Whether you're an information security-focused entrepreneur like me or a cybersecurity specialist, drastic reductions in spending in the sector should give you pause. The twin crises of a pandemic and global civil unrest represent fertile ground for bad actors. A sudden remote workforce due to COVID-19 is putting everyone's information security to the test, while global unrest brings with it the threat of physical as well as cyber-risk. In the race to meet ever-expanding security demands, it has never been more important for business continuity to take a holistic approach to your budget.
But you're a cybersecurity professional. This shouldn't be news to you. The real conversation to be had is how to make a business case that leaves no room for doubt that your projects are a resource priority within your organization. When you're influencing budget decisions around cybersecurity spending, there are several gears to shift.
- Revisit your asset portfolio and risk assessment: We're experiencing unprecedented and growing levels of risk. Online threats have increased sixfold since the pandemic began, with phishing attempts soaring by more than 600% since the end of February. The World Health Organization has reported a fivefold increase in cyberattacks in recent months. Without a robust and joined-up approach to information security in place, you'll be open to supply chain disruption and reputational damage. Nobody needs that given the ambiguity of our current times.
- Acknowledge the value of your talent: ISC.org suggests a supply gap of nearly 3 million cybersecurity positions. These folks are in demand and hard to retain. If they walk, their knowledge goes, too. A continued, dedicated investment in information security retains talent. A commitment to the highest possible global independent standard proves you're serious about what drives them and protecting their professional reputations as well as your data.
- Spot the opportunity: Your organization needs to focus on growth as well as threat protection. While piecemeal investments in operational security might keep daily threats at bay, they don't contribute to the growth of the business. Buyers are more nervous than ever, and information management protocols based on recognized standards from organizations such as the International Organization for Standardization and the National Institute of Standards and Technology will likely give your organization an advantage when competing for business.

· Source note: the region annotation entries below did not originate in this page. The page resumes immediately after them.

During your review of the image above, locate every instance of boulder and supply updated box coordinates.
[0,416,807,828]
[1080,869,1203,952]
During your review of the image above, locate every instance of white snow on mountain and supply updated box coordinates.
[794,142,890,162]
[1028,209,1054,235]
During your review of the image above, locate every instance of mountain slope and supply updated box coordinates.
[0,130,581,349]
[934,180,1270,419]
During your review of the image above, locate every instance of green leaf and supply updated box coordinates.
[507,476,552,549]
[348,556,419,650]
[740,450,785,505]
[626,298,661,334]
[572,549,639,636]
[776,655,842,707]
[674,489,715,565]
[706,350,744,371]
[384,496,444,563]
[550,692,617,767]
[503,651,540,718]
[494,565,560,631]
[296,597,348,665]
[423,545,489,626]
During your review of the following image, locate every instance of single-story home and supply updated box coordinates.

When pitching for your security budget, leverage support from those within your organization — as well as customers, partners, and supply chain — who'll see the benefit. Your public relations department will appreciate a positioning "good news" story, particularly if a competitor or player in your vertical has experienced a recent breach. Your colleagues in sales will always welcome additional selling points, like being able to demonstrate certainty around processing customer data.
Arm your CFO with a solid business case that he or she can confidently present in your absence. A respectable forecast against spending never fails to influence decision-makers in the right direction. Like most entrepreneurs, I've learned lessons the hard way, burning through money on poorly considered projects, wasting time, and investing in old ways of doing information security management that actually slowed growth.

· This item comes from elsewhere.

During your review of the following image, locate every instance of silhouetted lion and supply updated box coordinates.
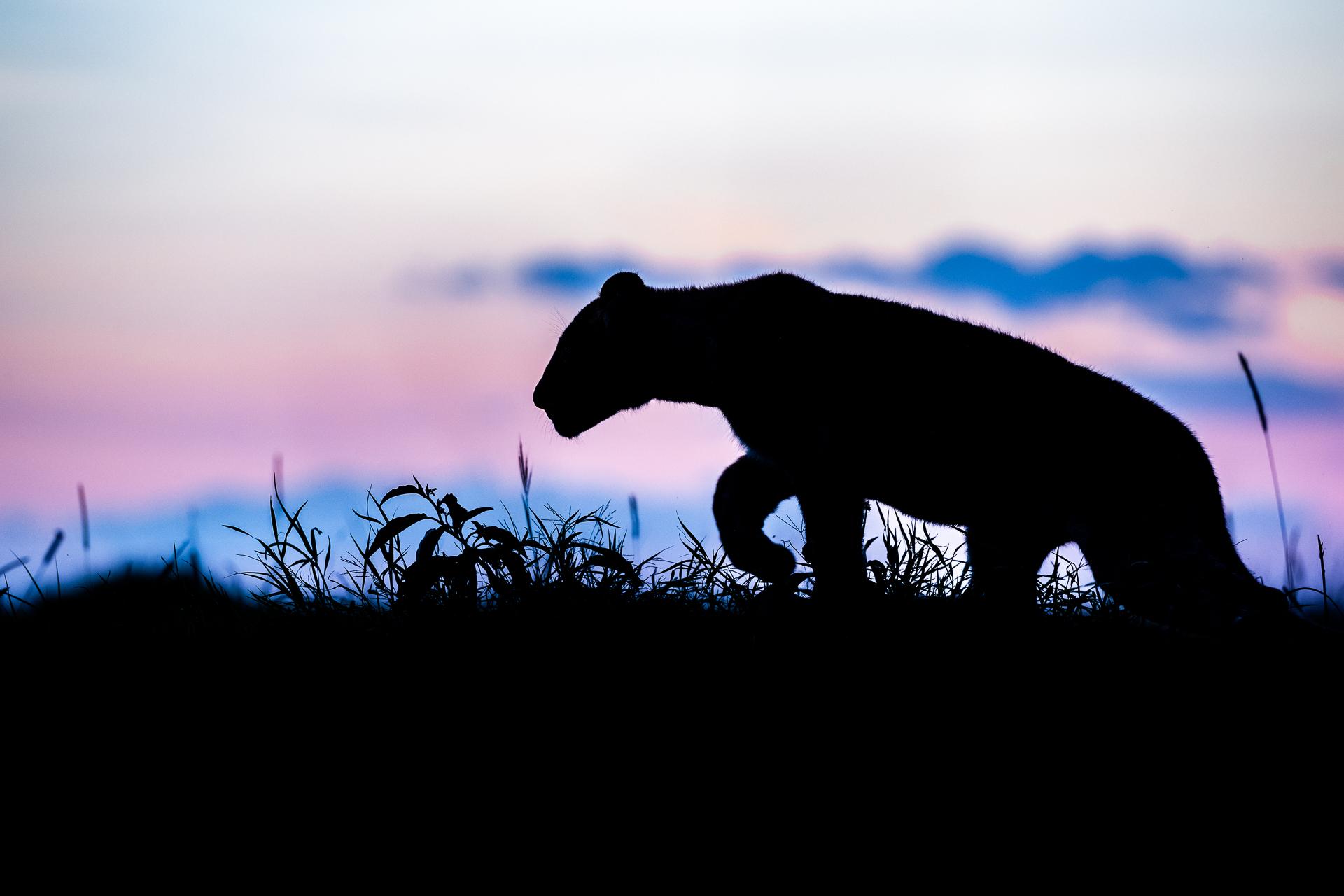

One of the most valuable lessons I learned through hard experience is to apply a zero-based budget view for any proposed activity. This is still the approach my growing team takes when recommending spending decisions within our business and supply chain. It ensures we're continually interrogating our return on investment, ensuring, in turn, that our operational expenditure remains lean and effective.
We all know there are slippery conditions ahead, which is why now is the time for organizations to maintain and even increase their spending on cybersecurity, where that investment shows the return. Effective control and collaboration within your supply chain reduces risk and overall cost while improving business continuity and resilience. Those who make considered spending choices now will steer into the skid and find themselves ahead of the pack as they emerge into the new normal and beyond.